種別 論文
主題 低温下における太径鉄筋コンクリートはりの変形性状
副題
筆頭著者 金津努(電力中央研究所)
連名者1 青柳征夫(電力中央研究所)
連名者2 佐藤良一(防衛大学校)
連名者3  
連名者4  
連名者5  
キーワード
2
先頭ページ 281
末尾ページ 284
年度 1980
要旨 1.はじめに
 本研究は、前報1)にひきつづき、低温下における鉄筋コンクリート(以下RCと略す)はりのひびわれならびに変形性状について論じたものである。前報では、主として低温下において軸引張および曲げを受けるRCはりのひびわれ性状について論じ、低温下におけるRC構造物に関する設計上の問題点を指摘した。とくに、鉄筋応力度と平均ひびわれ幅の関係は常温の場合とほとんど相違ないこと、低温下ではひびわれの分散が悪いこと、部材剛性が常温に比べかなり高くなることなどを明らかにした。鉄筋コンクリート部材のひびわれおよび変形に本質的な影響を与えるのは、コンクリートの引張強度と、鉄筋とコンクリート間の付着特性である。また、ひびわれ性状には鉄筋のかぶりが大きく影響することが知られている。したがって、同一鉄筋比を有するRC部材であっても、鉄筋径の相違がひびわれや変形性状に及ぼす影響は無視できないものと考えられる。本報では、低温下で曲げを受けるRCはりで太径鉄筋を使用した場合について実験を行ない、同一鉄筋比で細径鉄筋を用いたはりの実験結果と比較し、検討を加えた。
7.まとめ
 常温および低温下でのD32太径鉄筋を用いたRC部材のひびわれ、変形性状について、同一鉄筋比でD16鉄筋を用いたはりと比較して実験を行なった結果を要約すれば、本実験範囲で次のことが言えると思われる。1)太径鉄筋を用いたRC部材のひびわれ分散性は、温度条件に関係なく、細径鉄筋を用いたRC部材よりも劣っている。
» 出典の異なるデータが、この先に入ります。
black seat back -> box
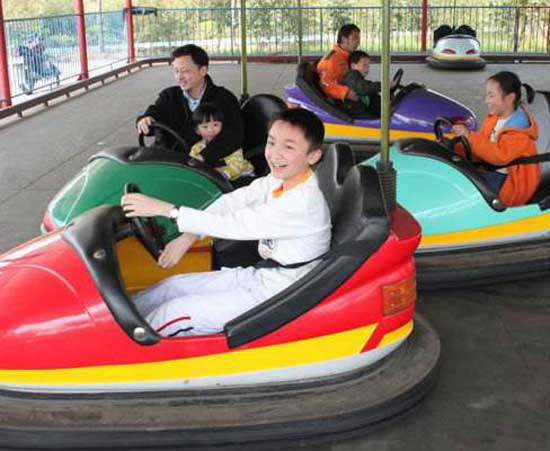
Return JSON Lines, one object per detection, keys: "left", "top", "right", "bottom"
{"left": 241, "top": 94, "right": 287, "bottom": 174}
{"left": 315, "top": 142, "right": 355, "bottom": 219}
{"left": 331, "top": 165, "right": 388, "bottom": 246}
{"left": 455, "top": 24, "right": 477, "bottom": 37}
{"left": 527, "top": 91, "right": 550, "bottom": 187}
{"left": 433, "top": 24, "right": 453, "bottom": 45}
{"left": 295, "top": 61, "right": 353, "bottom": 123}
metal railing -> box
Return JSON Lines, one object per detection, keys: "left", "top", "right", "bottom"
{"left": 3, "top": 11, "right": 127, "bottom": 99}
{"left": 132, "top": 5, "right": 550, "bottom": 58}
{"left": 1, "top": 5, "right": 549, "bottom": 108}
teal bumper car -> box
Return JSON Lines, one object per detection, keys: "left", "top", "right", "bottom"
{"left": 366, "top": 88, "right": 550, "bottom": 289}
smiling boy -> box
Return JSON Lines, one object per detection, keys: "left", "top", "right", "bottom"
{"left": 122, "top": 108, "right": 331, "bottom": 337}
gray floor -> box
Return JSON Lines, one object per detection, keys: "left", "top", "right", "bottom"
{"left": 1, "top": 62, "right": 550, "bottom": 450}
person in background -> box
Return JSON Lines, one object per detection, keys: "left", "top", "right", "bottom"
{"left": 317, "top": 23, "right": 361, "bottom": 102}
{"left": 342, "top": 50, "right": 381, "bottom": 116}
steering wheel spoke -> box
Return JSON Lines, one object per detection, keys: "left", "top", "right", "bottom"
{"left": 138, "top": 122, "right": 190, "bottom": 153}
{"left": 434, "top": 117, "right": 474, "bottom": 163}
{"left": 390, "top": 68, "right": 404, "bottom": 96}
{"left": 124, "top": 183, "right": 166, "bottom": 260}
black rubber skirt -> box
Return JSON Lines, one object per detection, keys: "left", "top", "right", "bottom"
{"left": 416, "top": 238, "right": 550, "bottom": 290}
{"left": 0, "top": 315, "right": 440, "bottom": 450}
{"left": 426, "top": 56, "right": 486, "bottom": 70}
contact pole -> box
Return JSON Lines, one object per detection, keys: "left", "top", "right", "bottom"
{"left": 124, "top": 0, "right": 136, "bottom": 63}
{"left": 380, "top": 0, "right": 390, "bottom": 162}
{"left": 74, "top": 0, "right": 89, "bottom": 80}
{"left": 239, "top": 0, "right": 248, "bottom": 102}
{"left": 377, "top": 0, "right": 396, "bottom": 212}
{"left": 0, "top": 0, "right": 11, "bottom": 107}
{"left": 297, "top": 0, "right": 303, "bottom": 64}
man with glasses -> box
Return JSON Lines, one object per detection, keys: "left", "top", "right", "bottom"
{"left": 137, "top": 44, "right": 243, "bottom": 164}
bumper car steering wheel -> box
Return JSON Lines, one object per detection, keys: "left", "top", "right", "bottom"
{"left": 138, "top": 122, "right": 190, "bottom": 154}
{"left": 434, "top": 117, "right": 473, "bottom": 163}
{"left": 124, "top": 183, "right": 165, "bottom": 260}
{"left": 390, "top": 68, "right": 404, "bottom": 97}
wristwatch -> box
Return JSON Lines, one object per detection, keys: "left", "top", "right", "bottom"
{"left": 168, "top": 206, "right": 179, "bottom": 222}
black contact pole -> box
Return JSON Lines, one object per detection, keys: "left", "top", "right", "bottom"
{"left": 377, "top": 0, "right": 397, "bottom": 212}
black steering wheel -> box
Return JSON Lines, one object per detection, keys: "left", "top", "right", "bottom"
{"left": 390, "top": 68, "right": 404, "bottom": 96}
{"left": 124, "top": 183, "right": 165, "bottom": 260}
{"left": 138, "top": 122, "right": 190, "bottom": 153}
{"left": 434, "top": 117, "right": 473, "bottom": 163}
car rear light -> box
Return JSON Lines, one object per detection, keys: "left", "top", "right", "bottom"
{"left": 382, "top": 275, "right": 416, "bottom": 316}
{"left": 441, "top": 49, "right": 456, "bottom": 54}
{"left": 466, "top": 49, "right": 478, "bottom": 54}
{"left": 286, "top": 102, "right": 300, "bottom": 109}
{"left": 41, "top": 210, "right": 56, "bottom": 232}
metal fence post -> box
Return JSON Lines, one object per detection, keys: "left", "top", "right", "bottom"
{"left": 124, "top": 0, "right": 136, "bottom": 62}
{"left": 74, "top": 0, "right": 89, "bottom": 80}
{"left": 421, "top": 0, "right": 428, "bottom": 52}
{"left": 513, "top": 5, "right": 520, "bottom": 53}
{"left": 319, "top": 8, "right": 323, "bottom": 54}
{"left": 297, "top": 0, "right": 303, "bottom": 63}
{"left": 0, "top": 0, "right": 11, "bottom": 107}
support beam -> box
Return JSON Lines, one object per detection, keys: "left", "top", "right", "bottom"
{"left": 74, "top": 0, "right": 89, "bottom": 80}
{"left": 125, "top": 0, "right": 136, "bottom": 63}
{"left": 0, "top": 0, "right": 12, "bottom": 107}
{"left": 421, "top": 0, "right": 428, "bottom": 52}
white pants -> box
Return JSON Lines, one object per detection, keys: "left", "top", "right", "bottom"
{"left": 134, "top": 267, "right": 266, "bottom": 337}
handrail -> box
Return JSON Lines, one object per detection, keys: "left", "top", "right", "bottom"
{"left": 0, "top": 58, "right": 169, "bottom": 120}
{"left": 2, "top": 50, "right": 549, "bottom": 119}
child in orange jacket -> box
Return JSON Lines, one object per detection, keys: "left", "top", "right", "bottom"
{"left": 452, "top": 71, "right": 539, "bottom": 207}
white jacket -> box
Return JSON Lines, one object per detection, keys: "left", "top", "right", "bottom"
{"left": 174, "top": 172, "right": 332, "bottom": 297}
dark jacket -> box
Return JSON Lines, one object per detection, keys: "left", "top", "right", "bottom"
{"left": 137, "top": 75, "right": 243, "bottom": 165}
{"left": 341, "top": 70, "right": 381, "bottom": 98}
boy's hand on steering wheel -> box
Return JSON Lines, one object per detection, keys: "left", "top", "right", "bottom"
{"left": 158, "top": 233, "right": 198, "bottom": 268}
{"left": 121, "top": 193, "right": 173, "bottom": 218}
{"left": 451, "top": 124, "right": 469, "bottom": 137}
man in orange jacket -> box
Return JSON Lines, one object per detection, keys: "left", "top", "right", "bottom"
{"left": 317, "top": 24, "right": 361, "bottom": 102}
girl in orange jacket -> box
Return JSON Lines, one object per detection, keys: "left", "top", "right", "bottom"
{"left": 452, "top": 71, "right": 539, "bottom": 207}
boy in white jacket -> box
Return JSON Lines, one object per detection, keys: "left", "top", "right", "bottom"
{"left": 121, "top": 109, "right": 331, "bottom": 337}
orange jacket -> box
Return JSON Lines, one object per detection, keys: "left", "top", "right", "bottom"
{"left": 317, "top": 45, "right": 350, "bottom": 101}
{"left": 468, "top": 106, "right": 539, "bottom": 206}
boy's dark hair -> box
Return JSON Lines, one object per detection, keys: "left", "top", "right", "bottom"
{"left": 349, "top": 50, "right": 370, "bottom": 65}
{"left": 192, "top": 103, "right": 224, "bottom": 128}
{"left": 337, "top": 24, "right": 360, "bottom": 44}
{"left": 488, "top": 71, "right": 522, "bottom": 108}
{"left": 268, "top": 108, "right": 324, "bottom": 152}
{"left": 171, "top": 44, "right": 209, "bottom": 68}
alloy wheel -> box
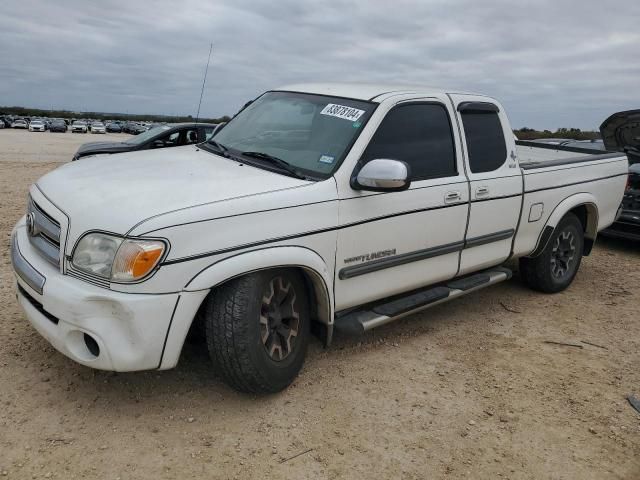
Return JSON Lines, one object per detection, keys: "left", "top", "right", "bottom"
{"left": 260, "top": 276, "right": 300, "bottom": 361}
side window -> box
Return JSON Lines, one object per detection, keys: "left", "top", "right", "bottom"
{"left": 361, "top": 104, "right": 457, "bottom": 181}
{"left": 204, "top": 127, "right": 215, "bottom": 141}
{"left": 460, "top": 110, "right": 507, "bottom": 173}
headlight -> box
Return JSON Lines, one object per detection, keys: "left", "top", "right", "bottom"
{"left": 72, "top": 233, "right": 166, "bottom": 282}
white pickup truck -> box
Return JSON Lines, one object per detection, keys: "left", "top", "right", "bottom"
{"left": 11, "top": 83, "right": 628, "bottom": 393}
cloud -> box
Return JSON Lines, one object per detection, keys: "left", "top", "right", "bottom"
{"left": 0, "top": 0, "right": 638, "bottom": 129}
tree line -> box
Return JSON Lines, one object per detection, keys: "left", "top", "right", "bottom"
{"left": 513, "top": 127, "right": 600, "bottom": 141}
{"left": 0, "top": 105, "right": 230, "bottom": 124}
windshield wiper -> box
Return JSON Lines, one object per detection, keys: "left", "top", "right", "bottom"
{"left": 240, "top": 151, "right": 309, "bottom": 180}
{"left": 206, "top": 139, "right": 230, "bottom": 157}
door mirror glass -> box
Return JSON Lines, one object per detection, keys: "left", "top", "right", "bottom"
{"left": 354, "top": 159, "right": 411, "bottom": 192}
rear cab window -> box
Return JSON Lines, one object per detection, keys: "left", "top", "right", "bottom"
{"left": 459, "top": 103, "right": 507, "bottom": 173}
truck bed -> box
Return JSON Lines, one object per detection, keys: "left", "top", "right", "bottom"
{"left": 511, "top": 142, "right": 628, "bottom": 258}
{"left": 515, "top": 140, "right": 620, "bottom": 167}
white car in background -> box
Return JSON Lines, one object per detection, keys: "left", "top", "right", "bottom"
{"left": 28, "top": 120, "right": 46, "bottom": 132}
{"left": 90, "top": 122, "right": 106, "bottom": 134}
{"left": 71, "top": 121, "right": 88, "bottom": 133}
{"left": 12, "top": 119, "right": 28, "bottom": 129}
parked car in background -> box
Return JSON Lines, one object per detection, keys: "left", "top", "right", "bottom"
{"left": 49, "top": 119, "right": 68, "bottom": 133}
{"left": 121, "top": 122, "right": 138, "bottom": 134}
{"left": 90, "top": 122, "right": 106, "bottom": 134}
{"left": 12, "top": 119, "right": 28, "bottom": 129}
{"left": 600, "top": 110, "right": 640, "bottom": 240}
{"left": 28, "top": 120, "right": 46, "bottom": 132}
{"left": 106, "top": 122, "right": 122, "bottom": 133}
{"left": 71, "top": 121, "right": 88, "bottom": 133}
{"left": 0, "top": 119, "right": 4, "bottom": 129}
{"left": 131, "top": 123, "right": 147, "bottom": 135}
{"left": 72, "top": 123, "right": 217, "bottom": 160}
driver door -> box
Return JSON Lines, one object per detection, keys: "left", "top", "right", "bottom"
{"left": 334, "top": 97, "right": 469, "bottom": 311}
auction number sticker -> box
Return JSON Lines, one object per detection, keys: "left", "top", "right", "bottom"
{"left": 320, "top": 104, "right": 365, "bottom": 122}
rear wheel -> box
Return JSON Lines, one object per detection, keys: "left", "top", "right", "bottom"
{"left": 520, "top": 212, "right": 584, "bottom": 293}
{"left": 203, "top": 269, "right": 310, "bottom": 393}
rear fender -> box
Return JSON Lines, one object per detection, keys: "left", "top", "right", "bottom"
{"left": 529, "top": 193, "right": 599, "bottom": 257}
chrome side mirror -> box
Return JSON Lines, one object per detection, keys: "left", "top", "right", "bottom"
{"left": 353, "top": 159, "right": 411, "bottom": 192}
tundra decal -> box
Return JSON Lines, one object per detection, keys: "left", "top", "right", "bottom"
{"left": 344, "top": 249, "right": 397, "bottom": 265}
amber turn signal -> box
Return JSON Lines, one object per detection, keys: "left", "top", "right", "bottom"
{"left": 111, "top": 239, "right": 165, "bottom": 282}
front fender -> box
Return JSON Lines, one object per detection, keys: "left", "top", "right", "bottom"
{"left": 184, "top": 246, "right": 333, "bottom": 301}
{"left": 160, "top": 246, "right": 335, "bottom": 369}
{"left": 185, "top": 245, "right": 333, "bottom": 330}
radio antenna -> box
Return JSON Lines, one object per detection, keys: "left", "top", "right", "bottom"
{"left": 195, "top": 42, "right": 213, "bottom": 125}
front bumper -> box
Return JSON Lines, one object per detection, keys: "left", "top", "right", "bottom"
{"left": 10, "top": 222, "right": 186, "bottom": 371}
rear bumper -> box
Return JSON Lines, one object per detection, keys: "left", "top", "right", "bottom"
{"left": 9, "top": 222, "right": 200, "bottom": 371}
{"left": 602, "top": 211, "right": 640, "bottom": 241}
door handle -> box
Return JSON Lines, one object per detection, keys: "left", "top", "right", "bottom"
{"left": 444, "top": 191, "right": 462, "bottom": 203}
{"left": 475, "top": 186, "right": 490, "bottom": 197}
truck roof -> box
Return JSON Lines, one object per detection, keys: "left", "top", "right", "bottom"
{"left": 275, "top": 83, "right": 483, "bottom": 102}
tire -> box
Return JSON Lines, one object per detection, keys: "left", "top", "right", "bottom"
{"left": 204, "top": 269, "right": 310, "bottom": 393}
{"left": 519, "top": 212, "right": 584, "bottom": 293}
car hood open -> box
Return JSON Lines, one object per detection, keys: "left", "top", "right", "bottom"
{"left": 35, "top": 146, "right": 310, "bottom": 250}
{"left": 600, "top": 110, "right": 640, "bottom": 164}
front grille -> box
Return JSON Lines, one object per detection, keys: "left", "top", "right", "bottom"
{"left": 27, "top": 197, "right": 62, "bottom": 267}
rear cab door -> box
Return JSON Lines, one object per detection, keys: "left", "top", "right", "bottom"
{"left": 448, "top": 94, "right": 523, "bottom": 274}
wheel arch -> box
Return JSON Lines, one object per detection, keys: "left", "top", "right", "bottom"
{"left": 530, "top": 193, "right": 599, "bottom": 257}
{"left": 189, "top": 245, "right": 333, "bottom": 330}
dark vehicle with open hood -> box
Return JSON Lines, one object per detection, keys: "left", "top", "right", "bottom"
{"left": 600, "top": 110, "right": 640, "bottom": 240}
{"left": 72, "top": 123, "right": 218, "bottom": 161}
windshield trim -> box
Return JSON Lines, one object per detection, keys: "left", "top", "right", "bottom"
{"left": 207, "top": 90, "right": 379, "bottom": 181}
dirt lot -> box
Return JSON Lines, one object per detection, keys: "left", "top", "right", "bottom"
{"left": 0, "top": 128, "right": 639, "bottom": 479}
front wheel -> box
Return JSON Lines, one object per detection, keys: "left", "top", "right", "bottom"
{"left": 520, "top": 212, "right": 584, "bottom": 293}
{"left": 203, "top": 269, "right": 310, "bottom": 393}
2)低温下および常温下とも、太径鉄筋を用いたRC部材では、同一鉄筋応力度に対しては、細径鉄筋を用いたRC部材よりもひびわれ幅は大きくなる。また太径RC部材で比較すると、温度の低い場合の方がひびわれ幅は小さい。3)太径鉄筋の使用に際しては、鉄筋に沿う縦ひびわれ防止のため、低温下においても十分なかぶりの確保や、スターラップの配置等の対策を講ずる必要がある。4)低温下でも常温下におけると同様、鉄筋径の相違がRC部材のモーメント−平均曲率の関係にほとんど影響を与えない。また、降伏時変形、塑性変形性状および終局時変形に与える鉄筋径の影響もほとんどない。終局時変形は軸力の存在により、軸力のない場合より著しく低下する。